Adam Krefman, senior director of festivals and activations at Pitchfork, spoke to Pollstar about curating the fest, the challenges of working in the 13-acre Union Park and competing with other Windy City festivals.

 

Pollstar: How did you land Ms. Lauryn Hill playing her classic album?

Adam Krefman: Our producer Mike Reed was booking, and he and I work on it together and he does all the outreach and negotiating. He was in touch with her agent and we turned over a lot of rocks when booking the festival. We had a lot of different ideas and she was one of them.

It’s an album that 20 years on, you can see its influence in so many different places, including many of the artists that we have on this lineup. With this much room removed from it you can look at its impact on hip-hop and R&B and it’s hard to overstate how influential that album is.

How has Pitchfork changed through the years?

When Pitchfork came along, I remember my friend invited me and she asked if I wanted to go to Pitchfork and I was like, “You mean like the website?” (laughs) She picked me up with a few of our other friends and she brought like a picnic blanket and sandwiches. I think I brought a frisbee.

That was what I thought of as a music festival back then. But now, the expectations – there is so much more of a hospitality expectation now. I think a 22-year-old now – it’s a completely different frame of reference for what a music festival is.

How do you curate the lineups?

There are some on the lineup like Irreversible Entanglement that you just won’t see at other festivals. It’s a mix of things, it’s certainly informed by what we are covering on the website right now. I’m sure a lot of promoters and festivals are influenced by editorial coverage on Pitchfork, and in some ways, we are even more influenced by it.

I do talk to our editors every day and it’s kind of the watercooler talk that’s going on. Sometimes it will be from a co-worker who saw Big Thief in Brooklyn and said it was an amazing show. So we go, “Well alright let’s book’em.”

A lot of this year’s big festivals have been criticized for having similar lineups, do you have any thoughts on that?

Many of those festivals are either AEG or Live Nation. I think they are probably block booking and I’m sure its economical on a spreadsheet to do it that way. We’ve only got one festival, so we have to try to make it different. There’s almost no other choice. Part of it is a band like Tame Impala will probably play a lot of those festivals one year and the next year they won’t. And that’s the year that we would probably book them. Some of it is circumstance.

How do you compete with festivals in the Chicago area like Lollapalooza or Riot Fest?

It doesn’t come up too much in our conversations, honestly. They each got a little bit of a different identity and the Chicago music market, the industry here, is not huge and most people know each other. We try to be friendly and respectful and I think they give the same to us.

There’s different musical identities for each of those festivals. In a lot of ways there are different demographics. I don’t think we actually have that big of an overlap with [other Chicago festivals] Mamby On The Beach or Lake Shake. With Riot Fest there is some overlap, but we exchange VIP tickets with the Riot Fest people. A lot of our staff likes to go.

What are the challenges that come with packing a festival into a space as small as Union Park?

There are tons. It’s like a giant jigsaw puzzle. You move one thing and it affects four other things. There are massive challenges and every year we wonder if we maxed it out and we find a new little corner to do something in.
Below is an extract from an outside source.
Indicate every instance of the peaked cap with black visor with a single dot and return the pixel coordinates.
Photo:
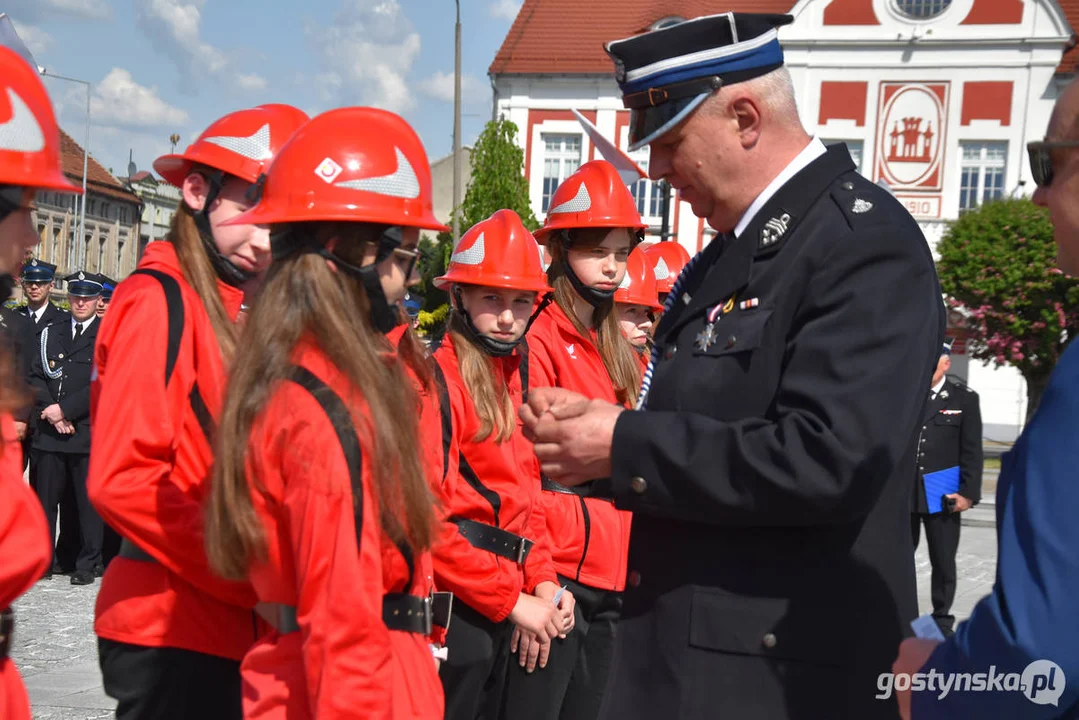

Last year we opened up a corner of it that used to a little bit of a production no man’s land up on the Northwest corner. We made it into a kid’s area. People do bring their kids there. There was one couple that was profiled on our site at and (years later) they brought their 3-year-old kid so they had clearly been coming for multiple years. That kind of stuff feels very singular to Pitchfork, where we kind of have this community that shows up every year and brings their kids.